How the non-profit JazzBoston creates new jazz generations
Like many who care deeply about this music and hope for future generations to keep it thriving, JAZZed publisher Rick Kessel makes the obvious point that “to make sure the torch is passed,” there must be “writing, educating, and, of course, performing for as many young audiences as possible” (May 2011).

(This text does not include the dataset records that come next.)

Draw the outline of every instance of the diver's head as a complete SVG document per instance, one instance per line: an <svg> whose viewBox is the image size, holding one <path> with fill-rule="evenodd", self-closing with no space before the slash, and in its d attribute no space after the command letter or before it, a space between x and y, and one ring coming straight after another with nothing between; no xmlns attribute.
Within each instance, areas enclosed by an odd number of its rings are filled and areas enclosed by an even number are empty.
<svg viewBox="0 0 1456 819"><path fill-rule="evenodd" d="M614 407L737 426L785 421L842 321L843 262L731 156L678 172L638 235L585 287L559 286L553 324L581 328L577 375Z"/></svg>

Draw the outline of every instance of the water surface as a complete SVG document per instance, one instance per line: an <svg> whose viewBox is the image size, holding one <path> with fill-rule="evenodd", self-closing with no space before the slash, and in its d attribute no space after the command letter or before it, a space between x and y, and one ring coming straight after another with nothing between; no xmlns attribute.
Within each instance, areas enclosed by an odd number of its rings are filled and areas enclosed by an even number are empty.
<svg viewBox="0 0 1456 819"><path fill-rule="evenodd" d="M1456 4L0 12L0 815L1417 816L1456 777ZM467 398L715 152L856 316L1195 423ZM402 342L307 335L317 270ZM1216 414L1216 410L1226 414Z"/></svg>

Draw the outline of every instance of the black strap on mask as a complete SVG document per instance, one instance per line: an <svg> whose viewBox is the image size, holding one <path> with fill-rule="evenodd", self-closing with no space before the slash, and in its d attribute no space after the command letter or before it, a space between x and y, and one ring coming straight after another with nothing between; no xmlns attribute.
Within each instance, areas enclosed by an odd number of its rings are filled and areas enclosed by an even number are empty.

As I noted here last month, the non-profit organization JazzBoston, in its fifth year of swinging existence, is doing just that and more. For example, this year, a proclamation by Boston mayor Thomas Menino heralded the annual JazzBoston Jazz Week (April 29 – May 8), “which will include a wide variety of collaboratively planned, independently produced performances and educational events in all kinds of venues throughout the city of Boston.”
When I was on the full-time staff of radio station WMEX in Boston 60 years ago, I got to interview current and past mayors of Boston, and not one of them gave a damn about jazz. And when Fats Waller took me to dinner one evening at a hotel in town where he was playing, no one there seemed to be aware that an international celebrity was in the room. No autograph seekers or even looks in his direction.
Having been educated by JazzBoston, Mayor Menino cited in his proclamation “the unique mix of young musicians and internationally recognized artists living, teaching and performing here”—and participating in this year’s Jazz Week.
I have space for only a brief roster of the events I couldn’t have dreamed possible when, at 20, I suddenly decided never to return to Harvard Graduate School because Sidney Bechet was opening at the Savoy in Boston. I had discovered my vocation.
One Jazz Week presentation I wish I’d known about, “Nat Pierce, Jaki Byard, and the Battle of the Bands,” focused on two deceased musicians I knew very well. Presiding was Boston jazz historian Richard Vacca, who is working on a book that will be the first comprehensive history of Boston as a major presence in the story of jazz.
That Jazz Week program took place at the main Boston Public Library in Copley Square. As a kid, I was awed to be in the vastly engaging Boston Public Library; now, as a partner with JazzBoston, the library has funded what the organization describes as a multigenerational educational program encompassing all 26 branch libraries.
Here, as described on JazzBoston’s website, is a challenge to library systems and educational institutions across the nation that would like to help young people in their cities learn more about this international language: Riffs & Raps: Jazz for All Ages, “a family of community-based programs designed to connect audiences from toddlers to seniors with the music and the musicians who make it.”
Among its progeny is Riffs & Raps: Find Your Jazz, an “innovative after-school program for teens in underserved communities,” using “jazz as a tool to introduce young people to the power of expression, build their confidence in themselves and their pride in their cultural heritage, and foster the development of the skills they need to succeed in work and life.”
What skills? Dig this: “Six weeks of hands-on workshops lead to a closing performance that puts the kids themselves up front with their teachers and other professional musicians. By performing their stories for an audience of parents and friends, they share their experience, and their pride, with their community.”
Shortly after Charlie Parker died, a greatly saddened Art Blakey said to me, “I wonder how many black kids knew who he was?” And how many white, Hispanic, Asian, Jewish, Christian and Native American kids knew? To be an American and know little or nothing of the most vital, life-enriching gift that this country has given the world is to be truly disadvantaged.
I keep being astonished at how creatively JazzBoston is passing the torch. At the heart of JazzBoston’s rhythm section is Executive Director Pauline Bilsky, a former trustee of the New York Foundation of the Arts and the manager of saxophonist, flutist and composer Henry Threadgill from 1990 to 1997. Since jazz had long been central to her life, on moving to Boston in 2005, she became involved with the formative nonprofit. “I want,” Pauline tells me, “to see jazz continue to evolve and continue to be part of daily life, especially the life of young people. And I want jazz musicians to have more places to perform.”
Almost every time I talk to her, she’s planning ahead. “Right now,” she says, “JazzBoston is facing the challenge of transitioning from a start-up to a stable sustaining organization that will be around for the long term. I have a vision for making that transition that I will soon present to JazzBoston’s board. Stay tuned.”
I will, and I’ll let you know, too. Meanwhile, another Riffs & Raps program, Jazzin’ the Generations, seeks to bridge the musical generation gap. Says Pauline, “[It] takes audiences from the roots of jazz in blues and spirituals through the Great American Songbook and right on to the sounds of today, with excursions into other music traditions at home and abroad. Informal conversations with the musicians during and after each performance engage audiences and entertain them.”
I haven’t been to Boston for years, but JazzBoston is drawing me back. Fortunate to be in JazzTimes, I can use this forum to help inspire other Pauline Bilskys around the nation to prove, as Sidney Bechet said, “You can’t keep this music down.” Pauline says she’s never worked harder in her life—but, she adds, “It’s fun.” That’s also what keeps jazz going.